8.7. Encryption configuration

DHIS2 allows for encryption of data. This however requires some extra setup.

8.7.1. Java Cryptography Extension

DHIS2 uses an encryption algorithm classified as strong and therefore requires the Java Cryptography Extension (JCE) Unlimited Strength Jurisdiction Policy Files to be installed. These files can be installed through these steps:

  1. Download the JCE Unlimited Strength Jurisdiction Policy Files for your java version of Java from the Oracle Web site. Scroll down to the "Java Cryptography Extension (JCE) Unlimited Strength Jurisdiction Policy Files" section. It is important that the version of the files match the version of Java on your server.

    http://www.oracle.com/technetwork/java/javase/downloads/index.html

  2. Extract the downloaded ZIP archive. It contains two JAR files: local_policy.jar and US_export_policy.jar.

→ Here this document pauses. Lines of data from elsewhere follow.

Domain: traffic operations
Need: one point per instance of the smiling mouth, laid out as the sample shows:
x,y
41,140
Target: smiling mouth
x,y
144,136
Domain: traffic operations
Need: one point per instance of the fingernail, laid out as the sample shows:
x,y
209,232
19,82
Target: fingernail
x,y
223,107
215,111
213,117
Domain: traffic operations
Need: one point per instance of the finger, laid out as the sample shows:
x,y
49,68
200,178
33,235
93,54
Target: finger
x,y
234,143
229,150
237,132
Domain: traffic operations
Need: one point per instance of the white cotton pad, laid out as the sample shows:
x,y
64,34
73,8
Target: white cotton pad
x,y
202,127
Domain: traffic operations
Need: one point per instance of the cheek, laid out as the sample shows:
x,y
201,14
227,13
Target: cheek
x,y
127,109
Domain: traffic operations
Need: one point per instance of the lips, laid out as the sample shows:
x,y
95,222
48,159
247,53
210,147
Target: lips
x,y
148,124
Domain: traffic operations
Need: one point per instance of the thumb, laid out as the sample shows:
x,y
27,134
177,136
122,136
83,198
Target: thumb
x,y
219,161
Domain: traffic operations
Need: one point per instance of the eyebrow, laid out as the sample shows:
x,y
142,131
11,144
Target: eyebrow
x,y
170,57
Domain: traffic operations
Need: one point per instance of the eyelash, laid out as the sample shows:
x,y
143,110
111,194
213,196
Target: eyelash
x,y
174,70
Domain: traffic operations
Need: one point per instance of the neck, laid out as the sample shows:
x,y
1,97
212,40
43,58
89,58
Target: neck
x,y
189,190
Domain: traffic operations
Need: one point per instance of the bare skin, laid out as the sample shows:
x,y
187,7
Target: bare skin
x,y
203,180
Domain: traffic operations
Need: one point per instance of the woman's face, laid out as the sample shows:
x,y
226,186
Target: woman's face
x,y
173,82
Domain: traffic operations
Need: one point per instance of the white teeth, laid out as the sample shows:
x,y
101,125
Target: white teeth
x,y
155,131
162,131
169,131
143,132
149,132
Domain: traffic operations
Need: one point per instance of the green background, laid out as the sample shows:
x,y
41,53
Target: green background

  3. Locate the JDK directory of your Java installation. From there, navigate into the jre/security directory. On Ubuntu it is often found at /usr/lib/jvm/java-8-oracle/jre/lib/security.

  4. (Optional) Back up your existing local_policy.jar and US_export_policy.jar in case you want to revert to them later.

  5. Copy the local_policy.jar and US_export_policy.jar files into the security folder. You should now have the following files which completes the installation. Remember to restart your servlet container for it to take effect.

    /usr/lib/jvm/java-8-oracle/jre/lib/security/local_policy.jar
    /usr/lib/jvm/java-8-oracle/jre/lib/security/US_export_policy.jar

8.7.2. Password configuration

To provide security to the encryption alogorithm you will have to set a password in the dhis.conf configuration file through the encryption.password property:

encryption.password = xxxx

The password must be at least 24 characters long and it is recommended to use a mix of numbers and lower- and uppercase letters. The encryption password must be kept secret.

8.7.3. Considerations for encryption

A word of caution: It is not possible to recover encrypted data if the encryption password is lost or changed. Conversely, the encryption provides no security if the password is compromised. Hence, great consideration should be given to storing the password in a safe place.